ウナギぶちから少し歩くと、測量をしているおじさん二人に遭った。世界遺産登録のため、県から委託されて、遍路道を測量しているのだそうだ。この方たちからいい話を聞いた。「昔の遍路道はここから少し下ったところから左にある」と。私がさっき見つけた魅力的な山道は旧遍路道だったんだ。丁石もあるそうだ。私が、それを下ると言ったら、「岩があって危ないよ、やめたほうがいい」とご注意を受けた。

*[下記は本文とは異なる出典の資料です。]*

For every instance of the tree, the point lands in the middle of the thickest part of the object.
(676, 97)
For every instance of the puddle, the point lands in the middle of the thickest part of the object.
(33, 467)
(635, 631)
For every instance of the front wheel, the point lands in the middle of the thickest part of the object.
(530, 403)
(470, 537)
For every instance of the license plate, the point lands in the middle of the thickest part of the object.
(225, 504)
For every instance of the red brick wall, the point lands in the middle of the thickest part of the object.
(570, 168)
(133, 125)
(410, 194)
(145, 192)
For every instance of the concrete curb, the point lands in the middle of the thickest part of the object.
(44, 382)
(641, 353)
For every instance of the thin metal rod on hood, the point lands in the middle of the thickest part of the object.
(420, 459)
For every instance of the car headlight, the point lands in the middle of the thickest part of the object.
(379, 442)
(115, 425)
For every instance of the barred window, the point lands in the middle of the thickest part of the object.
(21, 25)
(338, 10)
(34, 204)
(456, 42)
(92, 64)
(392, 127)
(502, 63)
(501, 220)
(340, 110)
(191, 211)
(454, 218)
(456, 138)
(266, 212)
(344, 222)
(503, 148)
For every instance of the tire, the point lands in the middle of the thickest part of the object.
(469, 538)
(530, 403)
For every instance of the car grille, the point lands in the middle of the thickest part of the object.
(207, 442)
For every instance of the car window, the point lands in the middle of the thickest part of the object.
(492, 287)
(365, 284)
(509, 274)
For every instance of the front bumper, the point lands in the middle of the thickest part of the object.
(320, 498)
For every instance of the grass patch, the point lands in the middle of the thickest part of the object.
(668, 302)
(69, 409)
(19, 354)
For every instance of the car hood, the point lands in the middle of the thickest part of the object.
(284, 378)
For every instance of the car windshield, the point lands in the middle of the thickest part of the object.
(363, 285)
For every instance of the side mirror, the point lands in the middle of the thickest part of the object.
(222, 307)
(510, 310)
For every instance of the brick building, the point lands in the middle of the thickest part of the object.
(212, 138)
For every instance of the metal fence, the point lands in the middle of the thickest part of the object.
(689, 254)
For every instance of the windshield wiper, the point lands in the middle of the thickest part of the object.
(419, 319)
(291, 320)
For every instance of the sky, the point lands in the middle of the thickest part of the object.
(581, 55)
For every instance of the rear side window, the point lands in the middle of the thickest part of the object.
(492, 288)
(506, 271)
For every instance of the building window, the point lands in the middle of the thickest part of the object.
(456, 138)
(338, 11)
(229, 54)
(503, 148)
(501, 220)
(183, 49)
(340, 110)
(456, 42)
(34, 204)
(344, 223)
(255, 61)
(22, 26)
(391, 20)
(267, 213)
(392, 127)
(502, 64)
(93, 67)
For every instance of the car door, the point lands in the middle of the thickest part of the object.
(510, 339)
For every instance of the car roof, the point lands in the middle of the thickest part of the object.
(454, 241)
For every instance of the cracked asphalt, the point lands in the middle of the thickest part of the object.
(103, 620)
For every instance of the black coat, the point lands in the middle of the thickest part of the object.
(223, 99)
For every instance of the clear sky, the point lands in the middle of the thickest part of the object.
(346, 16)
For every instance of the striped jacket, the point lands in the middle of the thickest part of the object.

そして、下りの進路を左にとって、薄暗い谷の中、今の遍路道とは比べ物にならない細い山道を歩いて行った。昔のお遍路さんは、地図も磁石もなしで、こんな険しい、道もはっきりしない山の中を歩いていたんだね。厳しい巡礼だったと思う。その昔、どんな人がお遍路をしたのだろう。子供の頃のイメージでは、お遍路は幸せな印象ではない。修行のお坊さん、何らかの理由で家を追われた人、「砂の器」のような癩病を患った人、乞食、想像すると感慨深いものがある。死をも覚悟した巡礼だったのはなんとなく分かる。丁石だけが道しるべだったのだろうが、今はテープはあるし、道ははっきりしているので、旧遍路道だけれど不安はない。しかし、小さな沢に沿って、岩ゴロゴロの急な斜面を下るのは少し緊張が必要、これは普通のお遍路さんにはお勧めできないなと思った。もうすぐ林道というところでは、やはり迷った。麓の方では桧の植林地なので、仕事道やテープがあちこちにあって、迷う。丁石も見当たらなくなったので、遍路道から外れたのは確かだ。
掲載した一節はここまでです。